With paws shoved under armpits for warmth, Tam hugged himself and shivered as he tiptoed across the frigid floor looking for the place where he had dropped his clothes. This was no time of night for a hare to be up and about, but from the moment he'd laid his head to his pillow, he'd done nothing but stare into the dark shadows that engulfed the great oak beams crisscrossing his bed chamber ceiling. All night long his mind raced and imagined, anticipating the adventure that awaited him at the cracking of the dawn. He hadn't slept a wink.
Stopping before the room's central round fire pit, where the night's fire had burned down to a few glowing remnants, Tam found his shirt and doublet. They were lying in a crumpled heap at the foot of his ornately carved high back chair.
"Right where I left you, mate!" he said to his shirt - as if it were a long lost friend - and he pulled it hastily over his head. After slipping into his green leather doublet, he picked up the poker, sat down in his chair, and stared into the dying coals.
A broadening smile filled Tam's face.
His entire life, he mused, had been brimming-to-the-full with adventure. He had met incredible people; made lifelong friends; fought myriad battles; sailed the high seas; stood honorably alongside loyal allies. He had truly seen the world through his many wonderful wanderings and journeys. But the adventure he was about to embark on today was like none he had ever experienced before. He was going to the New World, and he was eager to get under way.
"MacNutt!" he bellowed good naturedly while attempting to stoke a fire out of the glowing embers - a task he had never mastered, despite all his years of adventuring.
There was no answer.
"MacNutt, I say!"
Still no answer.
Ready to bellow his young squire's name for a third time, Tam sucked in a deep preparatory breath, then suddenly stopped short. The flickering stars suspended in the bluish-black sky outside the window caught his eye. In his excitement, he realized, he had completely forgotten that it was still the dead of the night. Not at all the proper time to roust a young squirrel from his slumber. And he reluctantly decided to let MacNutt remain in the warmth of his bed, at least, that is, until the sky began to edge its easternmost horizon with a sliver of golden pink.

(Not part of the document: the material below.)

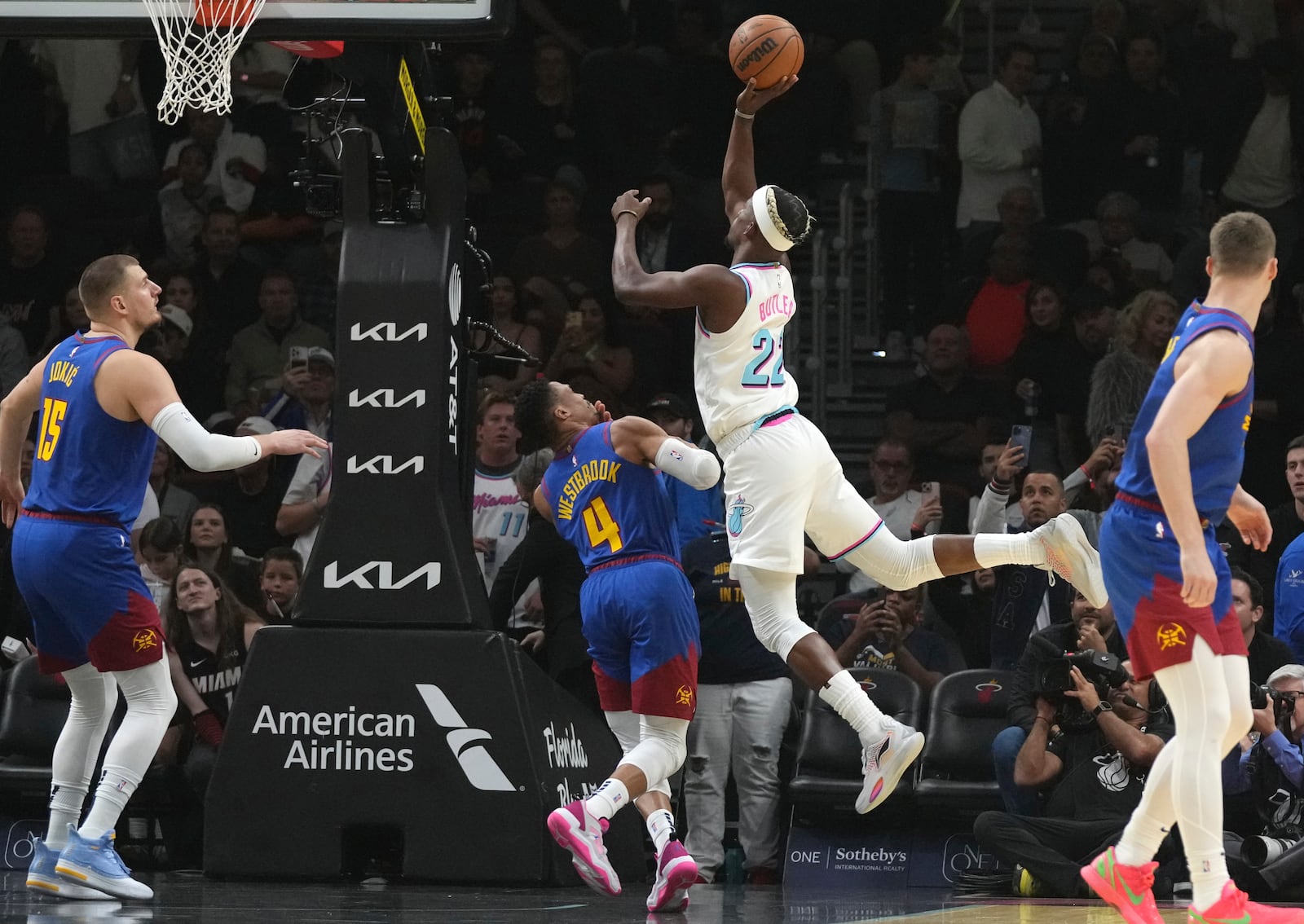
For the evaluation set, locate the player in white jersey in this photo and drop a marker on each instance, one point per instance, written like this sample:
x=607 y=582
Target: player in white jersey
x=782 y=478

"America!" Tam exclaimed under his breath as he poked at the glowing coals in the fire pit. He'd heard wonderful stories of the place. The New Continent, as it was called, was filled with strange new woodlands, breathtaking mountain vistas and exotic tribes of creatures dressed in brightly woven clothes and feathers. The rivers of this new land, it was said, ran as pure silver, and gold and diamonds grew on the trees. The air was sweet and fresh, and the grass underfoot felt as soft as imported Chinese silk. There was room to move, breathe and live free, with abundant land for the claiming. At least that's what was said by the few who had been there - and made it back home alive.

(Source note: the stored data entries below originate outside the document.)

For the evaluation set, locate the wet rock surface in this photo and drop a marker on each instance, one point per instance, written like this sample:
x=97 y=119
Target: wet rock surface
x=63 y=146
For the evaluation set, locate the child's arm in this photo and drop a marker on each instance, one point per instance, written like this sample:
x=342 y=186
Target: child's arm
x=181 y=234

Tam simply had to see this marvelous place with his own eyes, breathe in its rich aromas and taste its intriguing new flavors. He wanted to walk in it, feel it, hear it and handle it. He must experience this place firsthand! To do so would give him his own stories to tell of this mysterious, faraway land that lay across the still infinitely mysterious western sea.
The ship he had hired embarked from Dublintown Port three days hence, and he did not intend to be late.
"MacNutt!" he called out again at the top of his lungs, forsaking his resolve to let the lad sleep through the night. This would be the first time MacNutt had been anywhere beyond the borders of Scotland and Ireland and the first time ever that Tam would venture further west than the setting sun's horizon. They were embarking on the adventure of a lifetime!
How on God's green earth could Tam let him sleep any longer?CHAPTER 2
A Squirrel with Purpose
Horatio Glamis Tamolyn Thatchaway MacNutt was a squirrel of singular purpose. And he idolized his Uncle Tam. For as far back as he could remember, he had been enthralled with the stories his father told him of Tam's marvelous adventures, and he was bound and determined to become the hero he knew his uncle to be.
He had begged his parents to let him go to Ireland to live with his Uncle Tam, and after much pleading and bargaining, they agreed, but only if Tam would take Horatio on as his squire.
"No free nuts!" his father had said. "If you are to stay with Uncle Tam, you need to earn your keep!"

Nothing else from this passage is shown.